To understand this interesting problem, we will develop a few useful concepts: first-step analysis, stopping times and hitting times.

In the typing monkey case, the probability to hit a certain key is \(p=1/26\). Below we will see that using such small probabilities in simulation requires long simulation times. For this reason, we simplify our alphabet often to just three symbols \(m, u, n\). Consequently, the success probability becomes \(p=1/3\), and \(q=2/3\).

2. First-step analysis

We first develop a model for the \(mmm\) sequence. We start in some state \(0\); let \(X_{i}\) be the \(i\)th letter typed. If \(X_{1}\neq m\), which happens with probability \(q=25/26\), the monkey doesn't make any progress and it remain in state \(0\). If, on the other hand, \(X_{1}=m\), which occurs with probability \(p=1-q=1/26\), the monkey moves to state \(m\). When in state \(m\), and \(X_{2}\neq m\), it returns to state \(0\); if \(X_{2}=m\), it moves to state \(mm\). Finally, in state \(mm\), if \(X_{3}\neq m\), it returns to state \(0\); otherwise it moves to state \(mmm\) and the game stops. Thus, more generally, the monkey is interested in the stopping time \(\tau = \inf\{n \geq 3 : X_{n-2} = X_{n-1} = X_n = m\}\).
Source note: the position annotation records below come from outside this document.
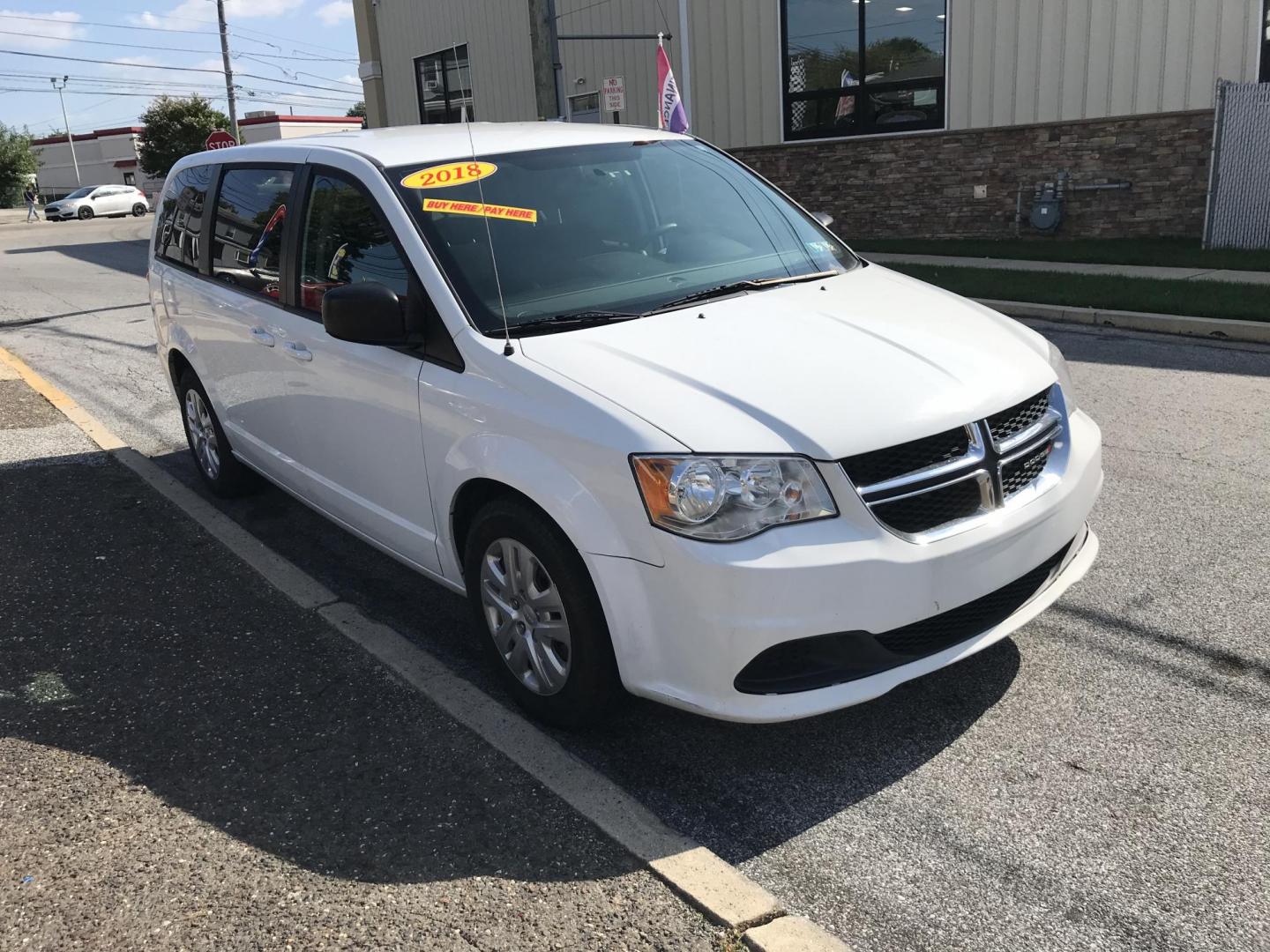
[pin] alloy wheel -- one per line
(202, 435)
(526, 616)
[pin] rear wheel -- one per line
(542, 620)
(222, 473)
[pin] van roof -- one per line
(403, 145)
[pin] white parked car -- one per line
(658, 423)
(94, 201)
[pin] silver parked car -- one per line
(92, 201)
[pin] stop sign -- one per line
(220, 140)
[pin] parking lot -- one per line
(1097, 781)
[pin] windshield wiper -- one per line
(572, 322)
(732, 287)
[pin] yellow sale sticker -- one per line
(485, 211)
(449, 175)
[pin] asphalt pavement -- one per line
(1096, 782)
(190, 761)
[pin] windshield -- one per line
(626, 227)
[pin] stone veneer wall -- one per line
(923, 185)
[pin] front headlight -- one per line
(1065, 377)
(727, 498)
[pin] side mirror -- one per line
(365, 314)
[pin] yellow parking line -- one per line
(72, 412)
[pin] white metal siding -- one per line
(588, 61)
(1020, 61)
(1009, 61)
(497, 34)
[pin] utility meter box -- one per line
(1047, 207)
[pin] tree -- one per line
(176, 127)
(17, 164)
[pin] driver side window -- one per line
(344, 242)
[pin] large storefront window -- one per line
(856, 68)
(444, 86)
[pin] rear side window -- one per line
(250, 222)
(181, 216)
(344, 242)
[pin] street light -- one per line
(66, 122)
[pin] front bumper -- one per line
(684, 631)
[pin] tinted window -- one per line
(250, 219)
(181, 216)
(444, 86)
(344, 242)
(624, 227)
(854, 68)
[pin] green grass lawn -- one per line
(1192, 299)
(1168, 253)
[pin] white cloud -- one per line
(49, 32)
(185, 14)
(335, 11)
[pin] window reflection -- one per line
(856, 68)
(444, 86)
As we only have to check the last three key strokes, it suffices to take as state space \(S = \{0, m, mm, mmm\}\). For notational ease, we often label these states as \(\{0, 1, 2, 3\}\), where the number represents the number of consecutive \(m\)'s, and when the monkey reaches state \(3\) it achieves its goal.
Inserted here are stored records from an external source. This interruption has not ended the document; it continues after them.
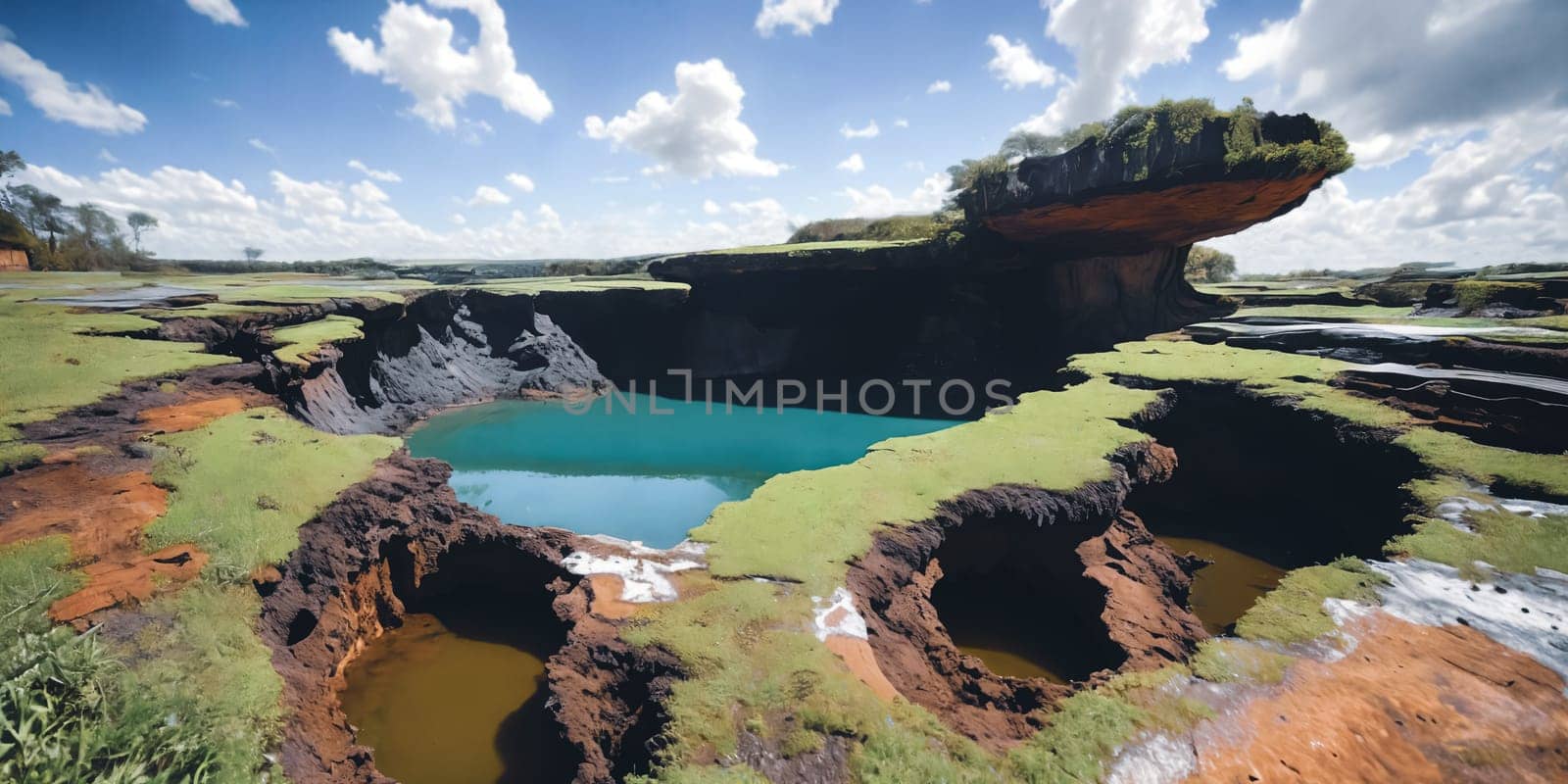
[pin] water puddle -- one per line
(122, 298)
(1015, 596)
(1228, 587)
(1259, 490)
(635, 470)
(457, 698)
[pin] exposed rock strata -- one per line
(444, 349)
(1142, 590)
(1112, 196)
(375, 554)
(917, 311)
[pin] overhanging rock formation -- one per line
(1154, 184)
(1058, 255)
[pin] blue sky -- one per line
(250, 115)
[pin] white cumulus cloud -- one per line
(417, 55)
(220, 12)
(1112, 43)
(486, 195)
(800, 16)
(203, 217)
(1016, 67)
(1400, 74)
(375, 174)
(864, 132)
(695, 133)
(878, 201)
(521, 182)
(63, 101)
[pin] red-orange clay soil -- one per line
(188, 416)
(102, 516)
(1408, 705)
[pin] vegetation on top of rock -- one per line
(807, 525)
(1133, 132)
(298, 342)
(1206, 266)
(31, 576)
(217, 470)
(880, 229)
(57, 360)
(1294, 611)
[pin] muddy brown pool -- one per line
(443, 700)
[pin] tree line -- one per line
(60, 235)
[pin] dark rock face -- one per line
(917, 313)
(446, 349)
(386, 546)
(1102, 562)
(1107, 196)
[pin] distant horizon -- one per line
(488, 129)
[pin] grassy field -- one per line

When we are in state \(i\), \(i\in \{0, 1, 2, 3\}\), let \(T(i)\) be the expected time to hit the final state state. Obviously, \(T(3)=0\) since state \(3\) corresponds to \(mmm\). What can we say about \(T(0), T(1)\) and \(T(2)\)? 1

Explain that the expected times have to satisfy the system of equations:

\begin{align*} T(0) &= 1 + q T(0) + p T(1), \\ T(1) &= 1 + q T(0) + p T(2),\\ T(2) &= 1 + q T(0) + p T(3). \end{align*}

To move from one state to the next, the monkey always types one key. Then, depending on the outcome \(X\), we move to a certain state. Consider the first equation. When in state \(0\), and the monkey does not hit \(m\) we have to start again, hence, we remain in state \(0\). Otherwise, when the monkey types the good key, i.e., \(X=m\), we progress with one extra \(m\). Similar reasoning gives the other expressions for the other states. Once state \(3\) is hit, we stop.

Clearly, we obtain a set of equations by considering for each state what can happen in the next step; this process is called first-step analysis. Once we have this system, it remains to solve it by hand or numerically. Now this system can be solved by hand with a little effort, but knowing how to tackle this with numerical tools is much more useful.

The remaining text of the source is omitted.